Vielen Dank, Herr Abgeordneter Alt. - Für die Fraktion der SPD: Frau Abgeordnete Dr. Silke Lesemann!
Meine sehr geehrte Präsidentin! Meine Damen und Herren! Ich werde sicherlich auf Zustimmung stoßen, wenn ich sage, dass die niedersächsischen Hochschulen und Universitäten zentrale Orte der Wissenschaft und Motoren einer erfolgreichen und nachhaltigen Entwicklung in unserem Bundesland sind.
Die Stärkung von Wissenschaft und Forschung ist für die Modernisierung, für die Stärkung von Wirtschaft und Gesellschaft in Niedersachsen von herausragender Bedeutung. Wie wertvoll und wichtig Wissenschaft und Forschung für uns alle sind, haben gerade die aktuelle Corona-Pandemie und vor allen Dingen deren Bekämpfung gezeigt.
Den gesetzlichen Handlungsrahmen für unsere Hochschulen gibt das Niedersächsische Hochschulgesetz vor. Dessen zeitgemäße Anpassung soll mit dem vorliegenden Entwurf mit Schwerpunkt auf der Stärkung der differenzierten Hochschulautonomie geschehen.
Meine Damen und Herren, die niedersächsischen Hochschulen stehen mit Hochschulen anderer Bundesländer und auch international im Wettbewerb um Personal, Studierende und Drittmittel.
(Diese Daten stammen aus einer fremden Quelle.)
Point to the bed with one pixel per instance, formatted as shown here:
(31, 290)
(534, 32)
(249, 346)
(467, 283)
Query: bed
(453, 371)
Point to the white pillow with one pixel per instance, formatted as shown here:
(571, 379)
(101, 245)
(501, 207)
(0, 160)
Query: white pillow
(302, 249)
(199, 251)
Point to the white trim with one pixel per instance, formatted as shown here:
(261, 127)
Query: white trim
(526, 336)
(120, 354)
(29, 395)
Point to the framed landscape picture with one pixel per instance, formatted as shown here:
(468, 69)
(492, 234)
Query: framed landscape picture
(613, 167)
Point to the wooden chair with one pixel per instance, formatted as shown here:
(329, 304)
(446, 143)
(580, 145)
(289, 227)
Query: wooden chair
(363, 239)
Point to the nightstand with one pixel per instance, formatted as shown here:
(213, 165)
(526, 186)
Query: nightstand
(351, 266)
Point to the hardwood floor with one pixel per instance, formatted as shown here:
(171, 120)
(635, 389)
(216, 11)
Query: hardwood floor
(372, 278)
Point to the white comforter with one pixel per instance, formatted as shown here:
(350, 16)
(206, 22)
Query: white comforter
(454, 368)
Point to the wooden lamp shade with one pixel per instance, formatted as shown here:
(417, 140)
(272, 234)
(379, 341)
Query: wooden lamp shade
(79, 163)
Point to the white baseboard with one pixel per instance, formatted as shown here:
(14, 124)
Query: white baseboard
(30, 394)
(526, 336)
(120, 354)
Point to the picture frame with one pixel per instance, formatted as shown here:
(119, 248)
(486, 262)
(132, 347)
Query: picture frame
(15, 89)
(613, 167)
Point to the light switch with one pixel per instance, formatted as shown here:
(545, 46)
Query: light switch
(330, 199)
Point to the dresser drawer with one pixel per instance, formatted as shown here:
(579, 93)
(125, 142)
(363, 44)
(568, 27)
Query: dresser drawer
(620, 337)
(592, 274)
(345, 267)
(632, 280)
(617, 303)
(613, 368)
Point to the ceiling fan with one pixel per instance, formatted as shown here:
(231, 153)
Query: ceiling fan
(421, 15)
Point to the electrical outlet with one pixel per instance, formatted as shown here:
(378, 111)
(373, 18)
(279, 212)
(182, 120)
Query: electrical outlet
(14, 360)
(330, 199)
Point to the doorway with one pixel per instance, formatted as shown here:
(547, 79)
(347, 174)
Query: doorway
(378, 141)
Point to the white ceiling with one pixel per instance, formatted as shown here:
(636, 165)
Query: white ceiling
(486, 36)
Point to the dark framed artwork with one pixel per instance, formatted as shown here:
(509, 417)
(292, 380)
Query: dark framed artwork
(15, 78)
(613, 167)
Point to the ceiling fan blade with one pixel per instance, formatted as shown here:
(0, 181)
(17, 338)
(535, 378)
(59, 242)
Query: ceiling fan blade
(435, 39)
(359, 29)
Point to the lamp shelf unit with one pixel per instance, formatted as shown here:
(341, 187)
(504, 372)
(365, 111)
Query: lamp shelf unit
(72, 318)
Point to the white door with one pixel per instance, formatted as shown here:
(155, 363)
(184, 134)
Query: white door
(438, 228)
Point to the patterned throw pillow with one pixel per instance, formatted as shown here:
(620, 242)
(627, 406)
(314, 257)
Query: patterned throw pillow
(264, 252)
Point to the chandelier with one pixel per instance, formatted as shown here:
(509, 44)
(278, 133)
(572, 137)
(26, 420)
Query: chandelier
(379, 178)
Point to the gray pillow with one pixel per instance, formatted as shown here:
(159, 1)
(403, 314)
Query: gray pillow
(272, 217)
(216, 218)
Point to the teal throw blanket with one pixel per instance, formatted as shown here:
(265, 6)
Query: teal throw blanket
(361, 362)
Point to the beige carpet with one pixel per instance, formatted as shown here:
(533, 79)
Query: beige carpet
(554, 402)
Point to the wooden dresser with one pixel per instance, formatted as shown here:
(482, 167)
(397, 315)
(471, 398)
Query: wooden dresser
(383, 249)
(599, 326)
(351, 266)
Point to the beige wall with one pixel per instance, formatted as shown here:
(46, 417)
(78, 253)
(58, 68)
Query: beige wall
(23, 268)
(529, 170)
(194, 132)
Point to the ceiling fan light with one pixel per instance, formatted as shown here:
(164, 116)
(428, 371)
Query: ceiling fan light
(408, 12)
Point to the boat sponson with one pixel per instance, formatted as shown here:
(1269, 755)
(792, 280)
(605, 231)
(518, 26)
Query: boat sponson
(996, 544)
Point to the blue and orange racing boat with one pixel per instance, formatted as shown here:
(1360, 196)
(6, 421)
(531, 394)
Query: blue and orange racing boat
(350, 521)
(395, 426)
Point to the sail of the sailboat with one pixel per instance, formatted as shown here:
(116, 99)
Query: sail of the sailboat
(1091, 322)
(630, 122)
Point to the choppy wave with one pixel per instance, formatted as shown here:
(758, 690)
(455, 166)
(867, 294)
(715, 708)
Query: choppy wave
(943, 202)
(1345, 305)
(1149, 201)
Neben der Ressourcenausstattung sind aber auch angemessene Handlungsspielräume entscheidende Erfolgsbedingung. Vor zwei Jahren hat beispielsweise die LHK ein Gutachten erstellt und dort verschiedene inhaltliche Rahmenbedingungen
identifiziert, die niedersächsische Hochschulen im Vergleich mit anderen Bundesländern im Wettbewerb um Personal, materielle Ressourcen und in ihrer je eigenen strategischen Ausrichtung in Bezug auf Lehre, Forschung und Tansfer einschränken.
Schwerpunkt auf die Eröffnung neuer Möglichkeiten gelegt, mit der die Profilierung und Schwerpunktsetzung der jeweiligen Hochschule weiterentwickelt und gestärkt werden kann. Dies betrifft insbesondere die Erweiterung der Exzellenz- und die Einführung einer Erprobungsklausel, die Möglichkeit der unbefristeten Übertragung des Berufungsrechts, erweiterte Spielräume für die Hochschulen bei der Zusammensetzung des Präsidiums sowie eine mögliche Erweiterung des Senats. Überdies soll der Bürokratieabbau vorangetrieben werden.
Mit solchen Überlegungen befindet sich das MWK im Geleitzug verschiedener Länder, die ähnliche Vorhaben angehen oder bereits angegangen und in ihren Hochschulgesetzen verankert haben. Die einschlägigen Gesetze von Berlin, Hessen, Bayern, Baden-Württemberg, Thüringen, Sachsen-Anhalt sehen dies beispielsweise bereits jetzt vor.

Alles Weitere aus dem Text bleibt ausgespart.